Bargeldtransaktion
Was ist eine Bargeldtransaktion? Definition, Funktionsweise und Beispiel
Was ist ein Bargeschäft?
Ein Bargeschäft ist eine Transaktion, bei der sofort Bargeld für den Kauf eines Vermögenswerts gezahlt wird. Es unterscheidet sich von anderen Transaktionsarten, die eine verzögerte Lieferung des gekauften Artikels oder eine verzögerte Zahlung für den Artikel beinhalten, wie z. B. Terminkontrakte, Futures-Kontrakte, Kreditgeschäfte und Margin-Transaktionen.
Wichtige Erkenntnisse:
- Ein Bargeschäft ist die sofortige Zahlung von Bargeld für den Kauf eines Vermögenswerts.
- Einige Aktienmarkttransaktionen gelten als Bargeschäfte, auch wenn der Handel erst nach einigen Tagen abgewickelt wird.

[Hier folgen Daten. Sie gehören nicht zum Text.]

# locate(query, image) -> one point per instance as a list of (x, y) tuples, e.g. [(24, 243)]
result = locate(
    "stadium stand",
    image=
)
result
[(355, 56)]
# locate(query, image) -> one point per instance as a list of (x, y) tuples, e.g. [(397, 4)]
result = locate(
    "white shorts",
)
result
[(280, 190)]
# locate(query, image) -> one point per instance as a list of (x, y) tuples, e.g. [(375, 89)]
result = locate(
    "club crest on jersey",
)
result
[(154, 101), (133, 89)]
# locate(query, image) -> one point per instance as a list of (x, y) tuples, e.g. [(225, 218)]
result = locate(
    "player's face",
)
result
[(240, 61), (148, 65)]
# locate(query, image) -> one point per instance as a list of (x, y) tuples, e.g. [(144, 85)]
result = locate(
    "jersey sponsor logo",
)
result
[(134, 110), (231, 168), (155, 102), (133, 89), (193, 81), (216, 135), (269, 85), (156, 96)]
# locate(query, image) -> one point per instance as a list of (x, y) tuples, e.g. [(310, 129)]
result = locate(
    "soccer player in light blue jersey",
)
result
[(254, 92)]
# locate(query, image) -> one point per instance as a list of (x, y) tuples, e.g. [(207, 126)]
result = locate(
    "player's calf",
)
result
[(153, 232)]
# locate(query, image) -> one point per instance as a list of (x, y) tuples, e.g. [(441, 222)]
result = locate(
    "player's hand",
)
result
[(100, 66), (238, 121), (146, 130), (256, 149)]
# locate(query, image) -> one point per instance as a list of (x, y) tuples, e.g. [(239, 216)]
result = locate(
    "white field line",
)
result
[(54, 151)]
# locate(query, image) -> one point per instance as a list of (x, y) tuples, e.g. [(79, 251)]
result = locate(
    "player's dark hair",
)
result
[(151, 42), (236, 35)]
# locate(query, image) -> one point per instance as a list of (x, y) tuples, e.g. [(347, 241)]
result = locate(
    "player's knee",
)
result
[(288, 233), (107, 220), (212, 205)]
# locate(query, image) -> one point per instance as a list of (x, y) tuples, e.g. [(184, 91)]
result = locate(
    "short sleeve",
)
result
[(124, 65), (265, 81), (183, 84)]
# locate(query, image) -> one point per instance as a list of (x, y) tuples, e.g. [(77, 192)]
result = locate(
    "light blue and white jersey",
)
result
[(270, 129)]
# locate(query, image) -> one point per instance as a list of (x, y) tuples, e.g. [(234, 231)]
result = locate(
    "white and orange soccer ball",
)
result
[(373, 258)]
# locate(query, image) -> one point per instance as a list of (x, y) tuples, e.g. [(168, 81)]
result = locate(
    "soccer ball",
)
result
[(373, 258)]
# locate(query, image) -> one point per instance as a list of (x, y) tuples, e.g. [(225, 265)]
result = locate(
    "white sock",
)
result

- Ein Futures-Kontrakt gilt nicht als Bargeschäft.
Ein Bargeschäft verstehen
Ein Bargeschäft kann viele verschiedene Definitionen haben. Im Wesentlichen handelt es sich um eine sofortige Barzahlung im Austausch für den Erhalt eines Artikels. Gemäß einigen Definitionen können Aktienmarkttransaktionen als Bargeschäfte betrachtet werden, da sie nahezu sofort am Markt zum jeweils aktuellen Preis stattfinden. Der Handel wird ausgeführt, und die beteiligten Parteien tauschen Geld gegen Aktien, auch wenn die Abwicklung des Handels möglicherweise erst einige Tage später erfolgt.
Einzelhändler und Banken führen täglich viele Bargeschäfte durch. Kassierer und Schalterbeamte können versehentlich Bargeld und Wechselgeld falsch zählen. Diese Abweichungen zwischen den erwarteten und den tatsächlichen Bargeldbeständen am Ende einer Schicht werden auf einem Konto für Kassenfehlbeträge und -überschüsse im Hauptbuch erfasst.
Im Gegensatz dazu gilt ein Futures-Kontrakt nicht als Bargeschäft. Obwohl Preis und Menge eines zu verkaufenden Artikels bei Vertragsabschluss vereinbart werden, erfolgt der Austausch von Geld und die Lieferung des Artikels nicht sofort. Ein Kauf mit einer Kreditkarte gilt nicht als Bargeschäft, da der Käufer den Artikel erst bezahlt, wenn er seine Kreditkartenrechnung begleicht, was möglicherweise erst viel später geschieht. Nach einigen Definitionen eines Bargeschäfts müssen alle Aspekte des Handels, einschließlich der Zahlungsabwicklung, am Handelstag abgeschlossen sein.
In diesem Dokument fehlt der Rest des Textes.